Rosalie Ham teaches literature in Melbourne and is the author of the bestselling novel, The Dressmaker, which became a 2015 film starring Kate Winslet. Her 2005 novel Summer at Mount Hope, described as "Pride and Prejudice set in rural Victoria in the 1890s", has been rereleased by Duffy & Snellgrove.
Pride and Prejudice
I was about 13 when I read Pride and Prejudice. It was art imitating life in my small rural society. The setting, the tensions between characters, the fear, gossip, expectations, misunderstandings and, most emphatically, the hierarchies were vivid, so my emotional involvement with the story was fierce. I saw that specifics could illuminate the general, that surprises were essential but predictable elements of story evoked empathy. I learned how literature worked, and why it's essential.

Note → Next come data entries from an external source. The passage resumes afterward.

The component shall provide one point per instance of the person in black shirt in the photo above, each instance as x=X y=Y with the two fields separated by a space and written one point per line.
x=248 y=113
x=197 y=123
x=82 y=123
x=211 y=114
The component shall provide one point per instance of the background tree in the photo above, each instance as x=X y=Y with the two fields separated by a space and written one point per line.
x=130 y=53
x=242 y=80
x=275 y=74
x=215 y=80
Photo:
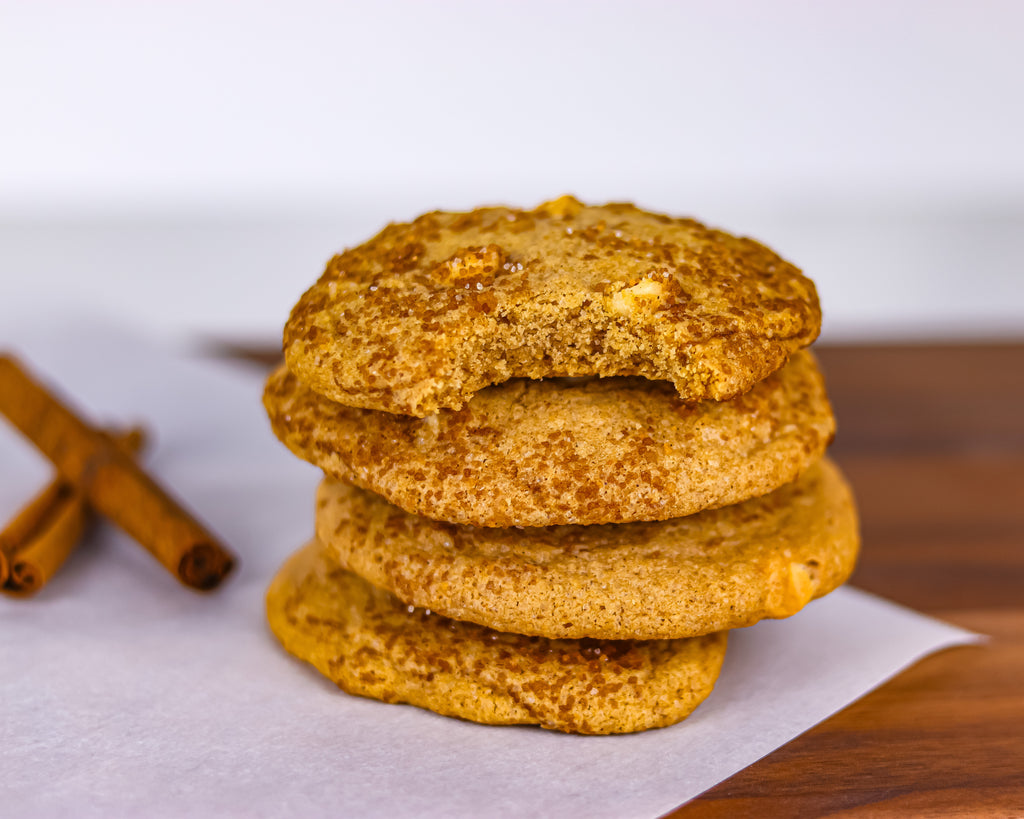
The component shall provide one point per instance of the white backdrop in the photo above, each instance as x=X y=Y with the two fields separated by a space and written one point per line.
x=189 y=166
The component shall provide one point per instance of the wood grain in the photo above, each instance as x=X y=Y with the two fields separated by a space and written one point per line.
x=932 y=438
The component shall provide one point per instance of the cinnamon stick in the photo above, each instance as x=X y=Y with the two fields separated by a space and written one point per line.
x=38 y=541
x=112 y=482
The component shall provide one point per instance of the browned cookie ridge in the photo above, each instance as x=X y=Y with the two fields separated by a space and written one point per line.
x=720 y=569
x=427 y=313
x=371 y=644
x=555 y=451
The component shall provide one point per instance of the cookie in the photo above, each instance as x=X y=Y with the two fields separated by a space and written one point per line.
x=713 y=571
x=549 y=453
x=373 y=645
x=427 y=313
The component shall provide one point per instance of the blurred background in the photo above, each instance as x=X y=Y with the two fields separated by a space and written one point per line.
x=188 y=167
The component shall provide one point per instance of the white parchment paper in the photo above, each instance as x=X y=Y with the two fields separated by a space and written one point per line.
x=125 y=694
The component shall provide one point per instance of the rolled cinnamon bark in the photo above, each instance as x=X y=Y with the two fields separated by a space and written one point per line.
x=112 y=482
x=40 y=537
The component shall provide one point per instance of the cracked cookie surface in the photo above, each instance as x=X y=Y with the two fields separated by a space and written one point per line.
x=426 y=313
x=371 y=644
x=555 y=451
x=716 y=570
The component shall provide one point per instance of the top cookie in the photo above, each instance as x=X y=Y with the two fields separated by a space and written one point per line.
x=425 y=314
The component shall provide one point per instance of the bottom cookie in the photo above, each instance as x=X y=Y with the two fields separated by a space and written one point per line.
x=371 y=644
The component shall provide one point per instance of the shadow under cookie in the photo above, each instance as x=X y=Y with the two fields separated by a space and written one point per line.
x=558 y=451
x=371 y=644
x=717 y=570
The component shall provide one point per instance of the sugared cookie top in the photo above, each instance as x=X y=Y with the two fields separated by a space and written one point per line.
x=425 y=314
x=371 y=644
x=547 y=453
x=716 y=570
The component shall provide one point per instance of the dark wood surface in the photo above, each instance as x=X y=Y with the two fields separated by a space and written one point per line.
x=932 y=438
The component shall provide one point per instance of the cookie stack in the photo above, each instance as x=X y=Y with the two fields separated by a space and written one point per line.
x=566 y=450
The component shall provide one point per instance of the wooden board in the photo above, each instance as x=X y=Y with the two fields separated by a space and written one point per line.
x=932 y=438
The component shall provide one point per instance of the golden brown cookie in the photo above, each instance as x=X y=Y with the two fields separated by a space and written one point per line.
x=708 y=572
x=425 y=314
x=547 y=453
x=371 y=644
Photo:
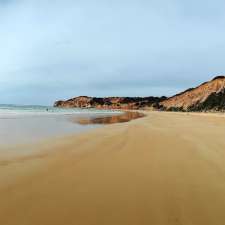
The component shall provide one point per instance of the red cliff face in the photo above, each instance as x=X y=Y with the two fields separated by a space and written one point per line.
x=207 y=96
x=109 y=103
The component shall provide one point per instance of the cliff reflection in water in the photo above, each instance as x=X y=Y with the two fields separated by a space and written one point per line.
x=122 y=118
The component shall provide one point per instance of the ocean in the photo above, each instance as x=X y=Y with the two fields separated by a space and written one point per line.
x=30 y=124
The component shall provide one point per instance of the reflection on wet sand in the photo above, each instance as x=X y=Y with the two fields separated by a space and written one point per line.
x=121 y=118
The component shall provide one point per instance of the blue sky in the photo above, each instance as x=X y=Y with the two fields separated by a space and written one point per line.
x=53 y=49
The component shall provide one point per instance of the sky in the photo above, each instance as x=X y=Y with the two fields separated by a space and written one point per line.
x=58 y=49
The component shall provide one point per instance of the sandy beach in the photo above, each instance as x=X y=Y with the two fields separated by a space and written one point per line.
x=163 y=169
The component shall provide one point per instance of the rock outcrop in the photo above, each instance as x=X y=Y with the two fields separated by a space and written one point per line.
x=209 y=96
x=110 y=102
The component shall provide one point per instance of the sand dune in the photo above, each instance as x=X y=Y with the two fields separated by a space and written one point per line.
x=163 y=169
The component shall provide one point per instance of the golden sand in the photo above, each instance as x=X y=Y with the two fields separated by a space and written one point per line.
x=163 y=169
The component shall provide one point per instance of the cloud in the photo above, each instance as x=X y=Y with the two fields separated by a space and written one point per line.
x=59 y=49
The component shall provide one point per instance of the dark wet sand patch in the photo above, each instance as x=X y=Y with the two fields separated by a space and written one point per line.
x=120 y=118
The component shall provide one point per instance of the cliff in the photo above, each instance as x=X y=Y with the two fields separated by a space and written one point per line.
x=209 y=96
x=110 y=102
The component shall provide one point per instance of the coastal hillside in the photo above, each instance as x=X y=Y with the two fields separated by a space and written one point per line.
x=209 y=96
x=110 y=102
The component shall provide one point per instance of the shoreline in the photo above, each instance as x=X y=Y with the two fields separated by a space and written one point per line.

Great Expectations was my next big revelation. In the first few pages the characters exposed me to fear, loathing, crime, tragedy, dramatic irony and great pathos (Joe). Setting was elevated from symbolic to full-blown character, and the characters … well, they were Dickens characters; unique but recognisable, grotesque but likeable. I remember Pip's sister as much as I remember Miss Havisham, and Joe and his wife saunter through my thoughts frequently.
W. G. Sebald
Sebald conveys the Kindertransport by linking buildings, photos and past images with Austerlitz's thoughts, his human experience, thus making events vivid. Rather than witness horror, we see how ideas are shaped, how memory is formed, and we learn the truth. There are no chapters, and the narrator's "ramblings" are a trope, therefore connected to other events in the story, and thus the style distracts from what happened and we aren't repelled from the story. Fiction makes events real.
The Transit of Venus
In The Transit of Venus, Shirley Hazzard writes everything, internally and externally, from a subtly objective third-person point of view. Carefully chosen images and words infuse every phrase, sentence and paragraph with atmosphere. Every event is complex and glints with subtext. Characters' impetus, motivation and physical appearance are succinct and precise, yet detailed, and I enjoy analysing her sharp, multilayered paragraphs with students. I would have loved to sit opposite Shirley Hazzard [who died aged 85 in December] in a foyer and watch her watching.